Some examples of code are included here to make a little of this more real.
Let's start by creating some surreals
x0 = SurrealShort("0", ∅, ∅)
x1 = SurrealShort("1", [x0], ∅)
x11 = SurrealShort("-1", ∅, [x0])
x4 = SurrealShort( [x11], [x1,x0])
x5 = SurrealShort( [x11,x0,x4], [x1])
x21 = SurrealShort("2", [x1], ∅)
x22 = SurrealShort( [x0, x1], ∅)
x23 = SurrealShort( [x11,x1], ∅)
x24 = SurrealShort( [x11,x0,x1], ∅)
x25 = [x11,x0,x1] ≀ ∅
z = zero(x1)
z = zero(SurrealShort)
z = one(x1)
s1 = convert(SurrealShort, 1//2)
s2 = convert(SurrealShort, 3//4)
You can check the values using float
to convert them back to
standard floating point numbers. Note that ∅ is shorthand for an empty
array of surreal numbers, which is quite helpful in many places.
Try printing them out in various forms:
print("s1 = ", s1, " = " )
pf(s1)
println()
Test out some operations on the above variables with expected results
# comparisons
x0 <= x1
x0 <= x0
x1 >= x11
!( x11 ≅ x1 )
x21 ≅ x22 ≅ x23 ≅ x24
# addition and subtraction
-x1 == x11
- -x0 == x0
- -x4 == x4
x1 + x11 ≅ x0
x1 - x1 ≅ x0
x1 + x0 == x1
# multiplication
x1*x1 ≅ x1
x0*x1 ≅ x0
x4*x0 ≅ x0
convert(SurrealShort,2)*convert(SurrealShort,2) ≅ convert(SurrealShort,4)
# division
x11/one(x11) ≅ -x1
x22 / x22 ≅ one(x22)
x22/x1 ≅ x22
x4/x1 ≅ x4
float(x1/x4) == float(x1)/float(x4)
convert(SurrealShort, 6)/ convert(SurrealShort, 3) ≅ convert(SurrealShort, 2)

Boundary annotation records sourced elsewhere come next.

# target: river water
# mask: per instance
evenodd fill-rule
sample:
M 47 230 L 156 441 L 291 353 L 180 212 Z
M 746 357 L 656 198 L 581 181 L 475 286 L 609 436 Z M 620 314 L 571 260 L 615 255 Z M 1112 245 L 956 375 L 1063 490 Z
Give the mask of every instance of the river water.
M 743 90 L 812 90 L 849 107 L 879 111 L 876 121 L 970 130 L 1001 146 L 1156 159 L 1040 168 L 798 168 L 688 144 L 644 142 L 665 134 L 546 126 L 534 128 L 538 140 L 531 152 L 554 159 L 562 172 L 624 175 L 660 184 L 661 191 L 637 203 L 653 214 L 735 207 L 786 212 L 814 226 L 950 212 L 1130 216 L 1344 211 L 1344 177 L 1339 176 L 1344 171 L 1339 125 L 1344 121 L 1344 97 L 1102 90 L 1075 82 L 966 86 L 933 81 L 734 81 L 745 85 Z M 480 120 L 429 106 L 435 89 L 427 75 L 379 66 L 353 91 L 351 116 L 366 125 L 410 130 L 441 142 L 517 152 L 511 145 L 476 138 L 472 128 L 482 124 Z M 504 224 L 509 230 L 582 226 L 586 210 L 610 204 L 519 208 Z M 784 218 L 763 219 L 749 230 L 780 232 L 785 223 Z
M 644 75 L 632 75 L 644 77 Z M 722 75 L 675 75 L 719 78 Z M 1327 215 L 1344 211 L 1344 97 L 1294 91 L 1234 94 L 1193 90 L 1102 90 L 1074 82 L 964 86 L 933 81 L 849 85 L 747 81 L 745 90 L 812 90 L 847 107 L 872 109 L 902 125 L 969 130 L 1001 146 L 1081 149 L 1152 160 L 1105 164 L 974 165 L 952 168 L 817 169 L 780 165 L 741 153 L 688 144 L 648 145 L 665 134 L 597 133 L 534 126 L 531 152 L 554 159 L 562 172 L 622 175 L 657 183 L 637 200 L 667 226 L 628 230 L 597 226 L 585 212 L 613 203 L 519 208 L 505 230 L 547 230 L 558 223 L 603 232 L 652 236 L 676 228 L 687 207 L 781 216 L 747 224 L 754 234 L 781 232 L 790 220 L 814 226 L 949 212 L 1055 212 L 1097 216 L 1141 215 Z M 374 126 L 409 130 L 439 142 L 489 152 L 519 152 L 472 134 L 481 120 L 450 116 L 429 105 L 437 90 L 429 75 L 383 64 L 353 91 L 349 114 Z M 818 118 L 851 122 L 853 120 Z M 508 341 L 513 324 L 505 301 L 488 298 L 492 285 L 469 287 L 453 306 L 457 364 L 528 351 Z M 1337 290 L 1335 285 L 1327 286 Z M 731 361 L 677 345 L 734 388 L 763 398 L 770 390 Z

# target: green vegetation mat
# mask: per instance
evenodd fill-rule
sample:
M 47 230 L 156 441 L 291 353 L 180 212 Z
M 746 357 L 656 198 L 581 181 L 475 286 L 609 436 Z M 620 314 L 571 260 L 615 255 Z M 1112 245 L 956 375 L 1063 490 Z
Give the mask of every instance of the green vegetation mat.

Many of the simple numerical functions will work, but not the more
advanced ones such as log
. The two specific to surreals are
generation
which returns the generation or birth day of a surreal,
and canonicalise
which reduces it to the canonical form of the
surreal.
generation( zero(SurrealShort) ) == 0
canonicalise( convert(SurrealShort,2)*convert(SurrealShort,2) ) == convert(SurrealShort,4)
Examples of how to convert a number back to rationals or floats.

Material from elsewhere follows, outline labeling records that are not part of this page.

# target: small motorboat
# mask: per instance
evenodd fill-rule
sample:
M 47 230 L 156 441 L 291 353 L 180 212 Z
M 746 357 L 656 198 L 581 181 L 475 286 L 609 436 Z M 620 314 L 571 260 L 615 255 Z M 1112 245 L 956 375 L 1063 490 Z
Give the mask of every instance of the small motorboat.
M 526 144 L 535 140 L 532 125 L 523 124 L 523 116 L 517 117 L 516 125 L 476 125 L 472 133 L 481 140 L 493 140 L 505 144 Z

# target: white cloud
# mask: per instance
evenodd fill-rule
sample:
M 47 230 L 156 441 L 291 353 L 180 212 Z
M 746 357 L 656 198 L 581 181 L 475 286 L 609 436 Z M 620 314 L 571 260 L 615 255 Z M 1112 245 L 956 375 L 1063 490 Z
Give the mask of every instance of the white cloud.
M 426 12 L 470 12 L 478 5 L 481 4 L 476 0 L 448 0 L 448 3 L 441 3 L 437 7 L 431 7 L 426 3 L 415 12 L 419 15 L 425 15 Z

convert(Rational, convert(SurrealShort, 1//8)) == 1//8
float( x4 ) == -0.5
convert( Rational, SurrealShort( [ 7//16 ], [ 15//16 ] ) ) == 1//2
convert(String, x4) == "-1/2"
And of how conversion is automatically applied by promotion rules
x0 <= 1.0
x1 == 1//1
1.0 + x1 == 2.0
canonicalise(1//2 + x1) == 1.5
1//2 + x1 ≅ 1.5
The total implementation here is a little more than 1,000 lines of code. No doubt an expert in Julia could make it a good deal tighter -- I have concentrated on making the code easy (for me) to understand rather than super concise.

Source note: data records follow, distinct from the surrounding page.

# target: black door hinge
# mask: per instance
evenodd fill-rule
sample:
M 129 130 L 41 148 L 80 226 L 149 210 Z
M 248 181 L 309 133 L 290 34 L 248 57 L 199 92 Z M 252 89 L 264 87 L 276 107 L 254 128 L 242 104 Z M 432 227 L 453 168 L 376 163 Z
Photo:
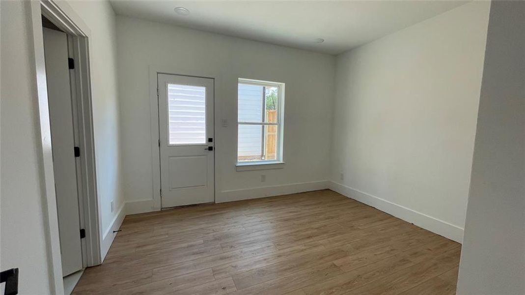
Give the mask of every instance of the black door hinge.
M 12 268 L 0 272 L 0 283 L 4 286 L 4 295 L 16 295 L 18 293 L 18 269 Z

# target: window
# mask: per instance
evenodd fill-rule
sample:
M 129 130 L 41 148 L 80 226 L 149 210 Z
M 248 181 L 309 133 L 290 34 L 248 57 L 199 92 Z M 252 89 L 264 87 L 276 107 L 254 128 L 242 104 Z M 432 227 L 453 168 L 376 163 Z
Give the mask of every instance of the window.
M 284 99 L 284 84 L 239 79 L 238 164 L 282 161 Z
M 205 145 L 206 87 L 167 85 L 170 145 Z

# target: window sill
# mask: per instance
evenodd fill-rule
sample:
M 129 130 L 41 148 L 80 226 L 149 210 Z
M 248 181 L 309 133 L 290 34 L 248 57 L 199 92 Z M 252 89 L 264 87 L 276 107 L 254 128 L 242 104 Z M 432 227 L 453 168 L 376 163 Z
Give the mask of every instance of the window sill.
M 285 167 L 285 162 L 280 161 L 240 162 L 237 163 L 235 168 L 237 171 L 282 169 Z

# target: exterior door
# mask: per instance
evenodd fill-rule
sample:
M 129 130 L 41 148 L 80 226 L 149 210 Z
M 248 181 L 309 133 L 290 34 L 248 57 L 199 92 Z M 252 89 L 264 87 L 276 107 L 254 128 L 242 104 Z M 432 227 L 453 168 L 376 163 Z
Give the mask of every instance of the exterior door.
M 82 268 L 67 35 L 47 28 L 43 31 L 62 273 L 66 276 Z
M 214 80 L 160 74 L 161 207 L 214 201 Z

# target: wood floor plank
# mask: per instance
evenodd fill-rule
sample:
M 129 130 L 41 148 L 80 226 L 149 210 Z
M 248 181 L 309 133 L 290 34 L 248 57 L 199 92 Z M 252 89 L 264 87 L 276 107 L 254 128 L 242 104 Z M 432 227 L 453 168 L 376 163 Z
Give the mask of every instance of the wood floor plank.
M 73 294 L 454 294 L 460 245 L 329 190 L 127 216 Z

This little project would have been a lot easier if I knew more Julia, or more about the surreals. Trying to build something to learn about two moving parts at once wasn't a brilliant idea :)
But I was correct in thinking that (at least for me) this would have been almost impossible to build in Matlab. And at the least, it would have required a good deal more work without all the automagical pieces of Julia helping.